The 500 billion peso ($9.6 billion) Social Security System may invest as much as 37.5 billion pesos abroad, the fund’s President Emmanuel Dooc said in an interview. SSS, which covers 36 million workers, may also buy up to 35 billion pesos more of Philippine stocks, adding to a 100 billion peso equities portfolio that is overweight utilities, he said.
“We want better returns,” Dooc said. “We also don’t want to put all our eggs in one market.”
The Philippines joins a global trend of pension funds struggling to meet their commitments as longevity increases and investment returns dwindle — which the World Economic Forum in June said will lead to a $400 trillion shortfall in retirement savings globally.
Duterte’s boost to pensions will cause SSS to run out of money by 2032, 10 years sooner than forecast, while a proposal to nearly double maternity leave entitlements could add a further 5 billion pesos to the fund’s annual payments, Dooc said.
Dooc said that while he supports Duterte’s initiatives “it has to be done in such a way that it will not deplete the fund.” He said he hopes lawmakers will this year amend the fund’s charter to give it greater independence in making decisions, including raising member contributions.
SSS also needs more flexibility in investing, he said.
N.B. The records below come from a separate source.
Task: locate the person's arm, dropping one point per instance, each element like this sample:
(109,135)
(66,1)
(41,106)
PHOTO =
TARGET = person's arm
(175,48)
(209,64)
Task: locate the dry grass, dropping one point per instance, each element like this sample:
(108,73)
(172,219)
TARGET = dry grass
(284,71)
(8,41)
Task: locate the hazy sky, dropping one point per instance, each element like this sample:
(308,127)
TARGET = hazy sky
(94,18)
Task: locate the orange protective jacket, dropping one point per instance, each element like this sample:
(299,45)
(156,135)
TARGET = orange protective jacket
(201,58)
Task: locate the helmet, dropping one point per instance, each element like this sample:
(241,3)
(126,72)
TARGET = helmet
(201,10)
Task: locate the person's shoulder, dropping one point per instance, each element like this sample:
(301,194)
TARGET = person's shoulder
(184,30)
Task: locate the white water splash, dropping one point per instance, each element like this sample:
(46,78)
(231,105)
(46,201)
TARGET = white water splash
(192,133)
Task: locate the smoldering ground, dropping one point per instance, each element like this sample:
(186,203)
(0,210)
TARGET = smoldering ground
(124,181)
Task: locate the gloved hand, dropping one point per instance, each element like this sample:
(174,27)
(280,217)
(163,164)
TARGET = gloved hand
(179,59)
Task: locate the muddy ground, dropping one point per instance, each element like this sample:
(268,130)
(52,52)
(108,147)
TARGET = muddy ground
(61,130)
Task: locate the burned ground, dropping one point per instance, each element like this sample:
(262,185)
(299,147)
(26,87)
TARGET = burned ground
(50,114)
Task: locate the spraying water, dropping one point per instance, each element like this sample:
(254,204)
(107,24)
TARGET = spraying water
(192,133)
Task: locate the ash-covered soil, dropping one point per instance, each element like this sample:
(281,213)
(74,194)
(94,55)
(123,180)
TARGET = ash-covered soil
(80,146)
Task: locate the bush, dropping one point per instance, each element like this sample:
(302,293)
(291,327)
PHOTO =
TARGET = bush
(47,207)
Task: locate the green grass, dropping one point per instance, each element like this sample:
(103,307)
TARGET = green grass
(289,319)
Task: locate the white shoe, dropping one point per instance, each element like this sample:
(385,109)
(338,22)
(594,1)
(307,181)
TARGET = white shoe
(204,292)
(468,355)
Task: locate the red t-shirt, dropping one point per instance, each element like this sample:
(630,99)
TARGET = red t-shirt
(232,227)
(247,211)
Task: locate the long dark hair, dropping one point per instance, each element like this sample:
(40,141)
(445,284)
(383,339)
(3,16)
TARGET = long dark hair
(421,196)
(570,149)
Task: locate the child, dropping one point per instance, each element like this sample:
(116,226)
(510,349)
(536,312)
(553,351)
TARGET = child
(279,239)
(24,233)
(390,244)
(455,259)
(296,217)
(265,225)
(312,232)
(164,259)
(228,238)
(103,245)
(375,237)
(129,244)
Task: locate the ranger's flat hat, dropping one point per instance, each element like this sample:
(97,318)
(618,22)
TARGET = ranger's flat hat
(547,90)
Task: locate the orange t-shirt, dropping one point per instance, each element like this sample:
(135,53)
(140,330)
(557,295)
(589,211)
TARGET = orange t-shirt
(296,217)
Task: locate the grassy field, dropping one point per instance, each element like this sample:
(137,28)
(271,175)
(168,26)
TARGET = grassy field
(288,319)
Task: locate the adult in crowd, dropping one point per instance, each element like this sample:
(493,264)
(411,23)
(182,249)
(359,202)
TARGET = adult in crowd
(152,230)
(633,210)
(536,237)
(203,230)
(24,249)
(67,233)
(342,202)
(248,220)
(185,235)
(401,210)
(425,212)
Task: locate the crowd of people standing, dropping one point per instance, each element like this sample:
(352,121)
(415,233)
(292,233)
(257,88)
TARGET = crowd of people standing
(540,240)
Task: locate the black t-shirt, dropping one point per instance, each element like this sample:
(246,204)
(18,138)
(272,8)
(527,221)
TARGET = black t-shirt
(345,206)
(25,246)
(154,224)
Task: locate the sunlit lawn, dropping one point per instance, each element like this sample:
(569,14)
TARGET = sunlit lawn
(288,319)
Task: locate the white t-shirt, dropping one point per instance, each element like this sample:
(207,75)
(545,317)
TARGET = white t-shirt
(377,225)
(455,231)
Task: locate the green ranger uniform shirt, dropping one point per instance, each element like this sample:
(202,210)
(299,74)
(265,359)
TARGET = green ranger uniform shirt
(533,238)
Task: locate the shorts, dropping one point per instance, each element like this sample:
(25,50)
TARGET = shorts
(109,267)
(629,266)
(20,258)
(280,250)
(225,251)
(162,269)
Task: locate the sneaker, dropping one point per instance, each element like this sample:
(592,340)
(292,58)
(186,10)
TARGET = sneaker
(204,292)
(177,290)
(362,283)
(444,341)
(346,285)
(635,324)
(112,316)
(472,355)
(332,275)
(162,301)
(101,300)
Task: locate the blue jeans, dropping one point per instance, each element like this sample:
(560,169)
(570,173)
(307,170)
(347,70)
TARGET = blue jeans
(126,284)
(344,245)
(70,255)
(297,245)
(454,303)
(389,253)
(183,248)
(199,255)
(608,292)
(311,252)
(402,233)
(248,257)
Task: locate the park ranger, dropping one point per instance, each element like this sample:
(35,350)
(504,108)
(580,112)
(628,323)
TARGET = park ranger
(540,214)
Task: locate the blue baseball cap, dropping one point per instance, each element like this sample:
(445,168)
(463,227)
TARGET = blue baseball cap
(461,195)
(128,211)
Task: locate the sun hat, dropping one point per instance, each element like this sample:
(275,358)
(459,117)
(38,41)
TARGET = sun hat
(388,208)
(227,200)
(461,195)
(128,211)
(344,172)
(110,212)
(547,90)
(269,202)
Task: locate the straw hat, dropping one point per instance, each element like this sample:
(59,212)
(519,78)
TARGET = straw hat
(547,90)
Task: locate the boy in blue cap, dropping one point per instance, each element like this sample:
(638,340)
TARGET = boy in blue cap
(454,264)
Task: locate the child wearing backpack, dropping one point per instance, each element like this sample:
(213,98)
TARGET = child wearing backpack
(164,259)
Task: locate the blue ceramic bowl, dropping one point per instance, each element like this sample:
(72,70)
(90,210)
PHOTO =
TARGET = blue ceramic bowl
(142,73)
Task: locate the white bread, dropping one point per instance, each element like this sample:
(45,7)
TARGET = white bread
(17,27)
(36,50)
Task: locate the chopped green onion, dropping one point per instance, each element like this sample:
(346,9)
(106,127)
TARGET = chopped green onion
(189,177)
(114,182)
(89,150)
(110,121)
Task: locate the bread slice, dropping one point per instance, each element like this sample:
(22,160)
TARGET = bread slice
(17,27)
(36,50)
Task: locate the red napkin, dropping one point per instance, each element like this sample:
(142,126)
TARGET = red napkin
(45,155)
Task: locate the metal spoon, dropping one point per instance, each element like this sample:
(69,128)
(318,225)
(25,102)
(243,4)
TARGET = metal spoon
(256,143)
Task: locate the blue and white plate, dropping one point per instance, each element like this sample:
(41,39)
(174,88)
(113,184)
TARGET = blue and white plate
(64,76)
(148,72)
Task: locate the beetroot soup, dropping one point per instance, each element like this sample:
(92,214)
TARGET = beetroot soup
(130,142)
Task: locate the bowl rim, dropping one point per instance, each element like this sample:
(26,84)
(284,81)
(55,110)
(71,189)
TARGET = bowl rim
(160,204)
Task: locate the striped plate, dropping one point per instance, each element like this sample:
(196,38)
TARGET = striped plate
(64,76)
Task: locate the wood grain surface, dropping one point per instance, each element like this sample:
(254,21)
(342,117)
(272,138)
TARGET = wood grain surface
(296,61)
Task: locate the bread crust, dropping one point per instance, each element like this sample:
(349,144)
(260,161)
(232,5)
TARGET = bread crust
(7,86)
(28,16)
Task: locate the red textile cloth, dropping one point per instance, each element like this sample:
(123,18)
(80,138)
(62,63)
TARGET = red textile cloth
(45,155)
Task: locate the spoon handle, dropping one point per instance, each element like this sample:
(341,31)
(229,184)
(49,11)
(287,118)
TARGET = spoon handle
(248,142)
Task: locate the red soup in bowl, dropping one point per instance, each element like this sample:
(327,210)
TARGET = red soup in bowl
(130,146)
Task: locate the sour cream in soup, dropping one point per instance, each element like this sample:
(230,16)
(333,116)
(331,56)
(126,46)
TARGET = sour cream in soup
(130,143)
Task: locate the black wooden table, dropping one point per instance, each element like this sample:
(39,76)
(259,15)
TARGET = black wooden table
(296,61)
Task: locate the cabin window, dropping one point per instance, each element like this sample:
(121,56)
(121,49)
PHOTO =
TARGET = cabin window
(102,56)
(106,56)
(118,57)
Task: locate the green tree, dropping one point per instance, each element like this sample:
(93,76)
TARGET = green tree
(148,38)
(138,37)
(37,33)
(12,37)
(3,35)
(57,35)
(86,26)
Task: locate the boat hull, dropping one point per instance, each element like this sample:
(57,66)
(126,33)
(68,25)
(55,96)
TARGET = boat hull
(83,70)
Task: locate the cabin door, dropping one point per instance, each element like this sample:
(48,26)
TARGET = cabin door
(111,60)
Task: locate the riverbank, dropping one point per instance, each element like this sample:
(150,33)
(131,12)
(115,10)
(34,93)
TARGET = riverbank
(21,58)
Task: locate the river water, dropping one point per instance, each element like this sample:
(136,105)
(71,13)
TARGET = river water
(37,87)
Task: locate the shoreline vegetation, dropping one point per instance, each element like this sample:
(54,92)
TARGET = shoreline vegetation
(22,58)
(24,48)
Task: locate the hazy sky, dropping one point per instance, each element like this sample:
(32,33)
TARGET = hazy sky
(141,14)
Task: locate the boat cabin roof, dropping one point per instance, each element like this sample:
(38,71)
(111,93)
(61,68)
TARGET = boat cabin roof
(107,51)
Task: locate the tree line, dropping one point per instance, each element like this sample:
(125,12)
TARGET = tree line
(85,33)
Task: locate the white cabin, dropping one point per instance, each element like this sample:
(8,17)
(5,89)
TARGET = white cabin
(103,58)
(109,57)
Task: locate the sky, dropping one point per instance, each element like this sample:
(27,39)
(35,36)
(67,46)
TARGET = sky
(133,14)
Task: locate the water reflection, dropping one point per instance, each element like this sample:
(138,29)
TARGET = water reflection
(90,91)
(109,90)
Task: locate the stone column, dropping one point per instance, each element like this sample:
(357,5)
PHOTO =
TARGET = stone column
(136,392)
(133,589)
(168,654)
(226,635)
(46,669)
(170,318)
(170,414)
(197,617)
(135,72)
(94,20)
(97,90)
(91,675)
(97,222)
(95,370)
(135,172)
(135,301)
Currently, it can hold 40 percent of funds in Philippine government bonds, 30 percent in local stocks and 10 percent in loans to members. It is authorized to invest 7.5 percent overseas, but hasn’t previously done so.
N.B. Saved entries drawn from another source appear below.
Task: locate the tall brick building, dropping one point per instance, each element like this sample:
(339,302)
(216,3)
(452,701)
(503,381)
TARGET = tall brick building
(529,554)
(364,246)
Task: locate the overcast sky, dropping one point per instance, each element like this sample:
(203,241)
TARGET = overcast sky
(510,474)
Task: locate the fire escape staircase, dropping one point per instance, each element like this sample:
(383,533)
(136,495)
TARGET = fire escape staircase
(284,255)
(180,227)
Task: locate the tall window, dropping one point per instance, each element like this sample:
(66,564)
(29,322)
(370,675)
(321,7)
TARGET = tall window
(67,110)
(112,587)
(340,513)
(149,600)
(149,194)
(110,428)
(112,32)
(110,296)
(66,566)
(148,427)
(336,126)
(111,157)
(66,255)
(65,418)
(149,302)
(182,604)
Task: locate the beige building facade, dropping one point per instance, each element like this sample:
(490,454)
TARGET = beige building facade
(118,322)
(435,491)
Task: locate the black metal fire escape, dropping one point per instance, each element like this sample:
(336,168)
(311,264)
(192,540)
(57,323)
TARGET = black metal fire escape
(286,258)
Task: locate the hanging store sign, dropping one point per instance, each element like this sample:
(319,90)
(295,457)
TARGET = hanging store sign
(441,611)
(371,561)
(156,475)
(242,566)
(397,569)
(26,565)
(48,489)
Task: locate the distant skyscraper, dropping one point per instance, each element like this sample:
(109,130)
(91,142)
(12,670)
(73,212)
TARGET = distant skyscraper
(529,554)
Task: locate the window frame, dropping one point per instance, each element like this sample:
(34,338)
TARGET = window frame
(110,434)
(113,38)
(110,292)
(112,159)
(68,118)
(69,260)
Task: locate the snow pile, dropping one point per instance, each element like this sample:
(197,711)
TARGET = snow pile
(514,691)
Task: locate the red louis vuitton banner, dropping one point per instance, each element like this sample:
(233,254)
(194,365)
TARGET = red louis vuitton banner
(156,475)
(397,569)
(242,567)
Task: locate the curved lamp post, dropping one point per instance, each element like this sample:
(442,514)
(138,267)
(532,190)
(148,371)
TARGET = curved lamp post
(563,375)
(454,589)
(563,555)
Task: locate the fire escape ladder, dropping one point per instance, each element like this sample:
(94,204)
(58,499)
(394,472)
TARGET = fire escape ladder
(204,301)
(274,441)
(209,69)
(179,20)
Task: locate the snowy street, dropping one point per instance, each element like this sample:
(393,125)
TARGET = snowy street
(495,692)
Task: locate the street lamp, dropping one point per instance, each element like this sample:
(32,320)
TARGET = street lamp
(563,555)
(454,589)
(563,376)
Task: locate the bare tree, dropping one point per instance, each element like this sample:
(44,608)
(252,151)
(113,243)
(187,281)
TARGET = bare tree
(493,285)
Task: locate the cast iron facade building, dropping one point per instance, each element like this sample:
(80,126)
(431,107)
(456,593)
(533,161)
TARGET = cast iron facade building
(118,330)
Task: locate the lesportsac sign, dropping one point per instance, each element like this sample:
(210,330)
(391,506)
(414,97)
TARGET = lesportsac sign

Dooc also wants to offer more member loans but is near the ceiling. About 23 percent of the fund is invested in stocks, giving room to buy more equities.
The fund generated a 6.7 percent return last year, and placing some of its portfolio overseas will hopefully reap higher yields, he said. The benchmark Philippine stock index has fallen 1.2 percent this year after rising 25 percent in 2017.
SSS also plans to hire as many as eight domestic fund managers to each manage 1 billion pesos of stocks, fixed income or a mix of both, Dooc said.